Zvid subtitle JSON payload visual generated from the article example

The payload visual is generated from the real renderable subtitle example in this tutorial.

For a public API request, wrap that project inside a top-level payload field:

{
  "payload": {
    "name": "add-subtitles-json-demo",
    "resolution": "hd",
    "duration": 8,
    "frameRate": 30,
    "outputFormat": "mp4",
    "visuals": [],
    "subtitle": {
      "captions": [
        {
          "start": 1,
          "end": 3.2,
          "text": "Build captions as JSON data",
          "words": [
            { "start": 1, "end": 1.45, "text": "Build" }
          ]
        }
      ]
    }
  }
}

How the subtitle workflow works

The workflow is easiest when you treat subtitle generation as a data pipeline, not as a manual editing step.

Workflow diagram for automated video captions with JSON and the Zvid API

Keep transcript creation, subtitle format conversion, render submission, and job polling as separate steps.

A reliable implementation usually looks like this:

  1. Generate or import a transcript from a speech-to-text service.
  2. Convert the service output into Zvid caption segments with start, end, text, and words.
  3. Preserve word-level timings from the transcription output where available.
  4. Choose subtitle style settings for placement, color, background, and mode.
  5. Add the subtitle object to the same payload that defines the video scene.
  6. Submit the render job and poll for completion.

This separation matters because captions often need independent review. A designer may care about line length and placement. A localization team may care about translation quality. A developer may care about timestamp accuracy and retry behavior. JSON keeps those concerns explicit.

If an AI transcription service or speech-to-text tool creates the first draft, treat that output as source data rather than the final subtitle layer. Your app should map the provider's response into Zvid's subtitle format, including caption-level start, end, and text fields plus each caption's words array. Review proper nouns, numbers, speaker phrasing, punctuation, language, and line breaks before rendering.

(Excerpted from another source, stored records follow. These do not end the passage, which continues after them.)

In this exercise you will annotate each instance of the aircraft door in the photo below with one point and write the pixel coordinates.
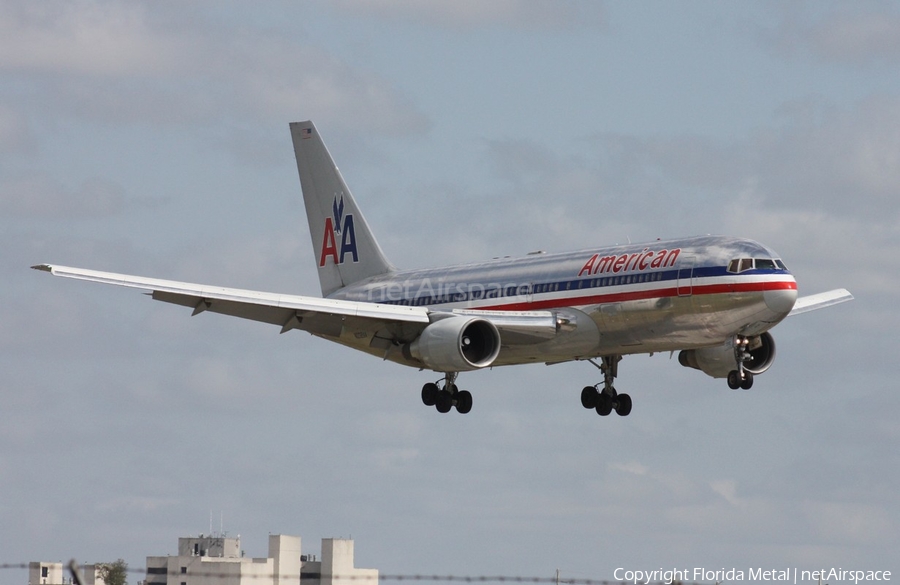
(685, 284)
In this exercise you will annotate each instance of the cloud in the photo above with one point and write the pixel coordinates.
(37, 195)
(843, 35)
(87, 37)
(539, 15)
(110, 63)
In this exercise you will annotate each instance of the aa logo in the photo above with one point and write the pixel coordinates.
(339, 238)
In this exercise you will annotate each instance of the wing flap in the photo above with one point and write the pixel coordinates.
(820, 301)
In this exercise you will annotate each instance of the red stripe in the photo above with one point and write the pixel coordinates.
(708, 289)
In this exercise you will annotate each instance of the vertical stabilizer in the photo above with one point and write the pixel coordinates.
(345, 249)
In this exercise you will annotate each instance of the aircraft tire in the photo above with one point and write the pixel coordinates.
(464, 402)
(604, 404)
(589, 397)
(444, 401)
(429, 394)
(623, 405)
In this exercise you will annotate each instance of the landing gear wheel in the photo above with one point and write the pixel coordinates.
(604, 404)
(589, 397)
(463, 402)
(444, 401)
(429, 394)
(623, 405)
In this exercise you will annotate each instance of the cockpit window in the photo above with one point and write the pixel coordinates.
(740, 265)
(743, 264)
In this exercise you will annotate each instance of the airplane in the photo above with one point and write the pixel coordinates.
(713, 299)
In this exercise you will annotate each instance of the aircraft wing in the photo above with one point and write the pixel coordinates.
(820, 301)
(316, 315)
(332, 317)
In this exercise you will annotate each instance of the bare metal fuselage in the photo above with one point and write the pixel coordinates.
(641, 298)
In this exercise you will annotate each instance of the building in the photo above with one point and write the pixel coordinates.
(41, 573)
(218, 560)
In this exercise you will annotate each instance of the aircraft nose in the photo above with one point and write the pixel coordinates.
(780, 301)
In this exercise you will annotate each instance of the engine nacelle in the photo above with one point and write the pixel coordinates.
(720, 360)
(456, 344)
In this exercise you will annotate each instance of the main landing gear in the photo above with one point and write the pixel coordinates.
(741, 377)
(606, 400)
(444, 399)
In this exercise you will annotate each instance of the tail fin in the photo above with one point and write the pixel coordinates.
(345, 249)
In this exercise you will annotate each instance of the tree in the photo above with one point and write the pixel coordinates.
(113, 573)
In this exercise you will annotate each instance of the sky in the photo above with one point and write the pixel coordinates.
(152, 138)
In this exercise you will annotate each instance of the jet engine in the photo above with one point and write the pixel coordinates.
(456, 344)
(720, 360)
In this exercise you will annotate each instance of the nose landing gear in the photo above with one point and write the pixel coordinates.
(741, 377)
(606, 400)
(446, 397)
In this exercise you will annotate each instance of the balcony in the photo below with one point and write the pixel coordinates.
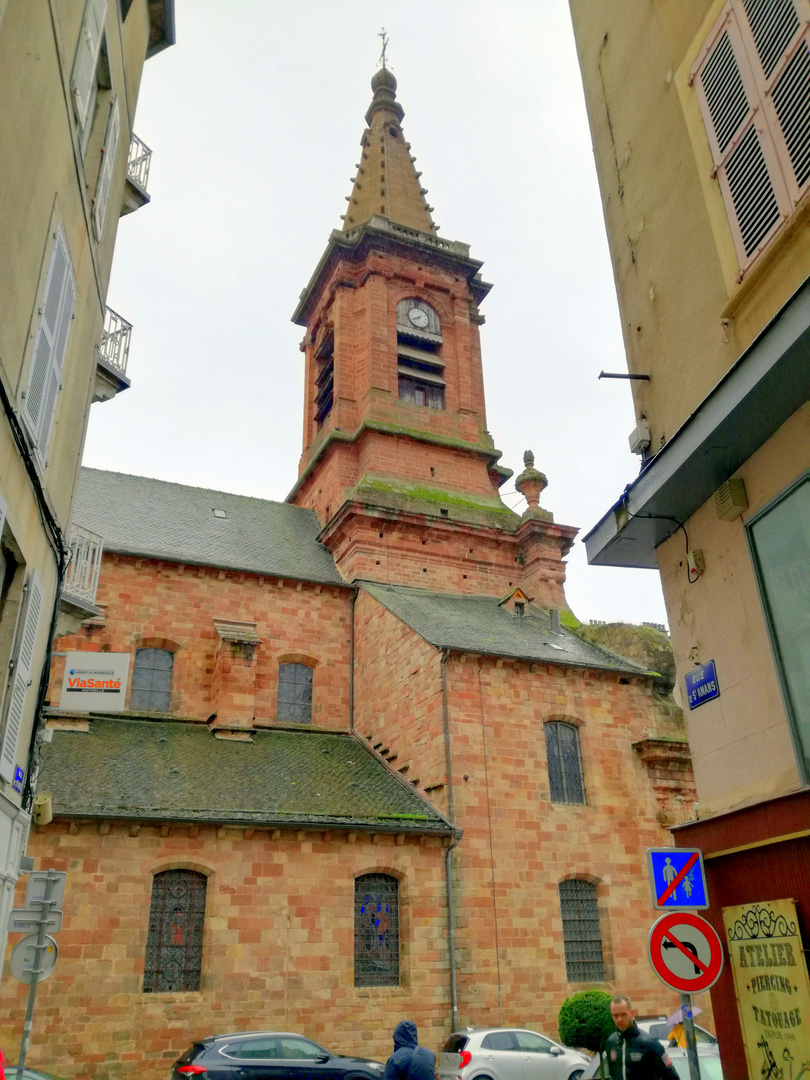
(137, 176)
(81, 579)
(111, 356)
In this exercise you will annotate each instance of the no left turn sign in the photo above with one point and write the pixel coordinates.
(685, 952)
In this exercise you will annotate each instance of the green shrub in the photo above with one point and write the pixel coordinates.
(584, 1020)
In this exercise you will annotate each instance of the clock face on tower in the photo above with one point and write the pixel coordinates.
(418, 318)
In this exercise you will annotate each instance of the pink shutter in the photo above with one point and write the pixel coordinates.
(22, 683)
(746, 162)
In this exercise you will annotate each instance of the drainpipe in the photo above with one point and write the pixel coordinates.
(448, 853)
(351, 662)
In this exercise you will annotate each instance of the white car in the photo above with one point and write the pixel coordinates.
(508, 1053)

Subtitle display modes and styles

Subtitle style settings control how the captions look and where they appear. Zvid supports common style fields such as color, background, fontSize, fontFamily, bold and italic flags, position, margins, display mode, and an activeWord color for word-aware modes.

Diagram showing how caption text, word timing, style settings, and display mode combine into Zvid subtitles

A subtitle object combines text, timing, display mode, and style rules.

Use a solid or semi-transparent background when the underlying video is busy. Use center placement when the subtitle is the main teaching element, and move captions to the top or side when lower-third graphics, product details, or call-to-action buttons need that space.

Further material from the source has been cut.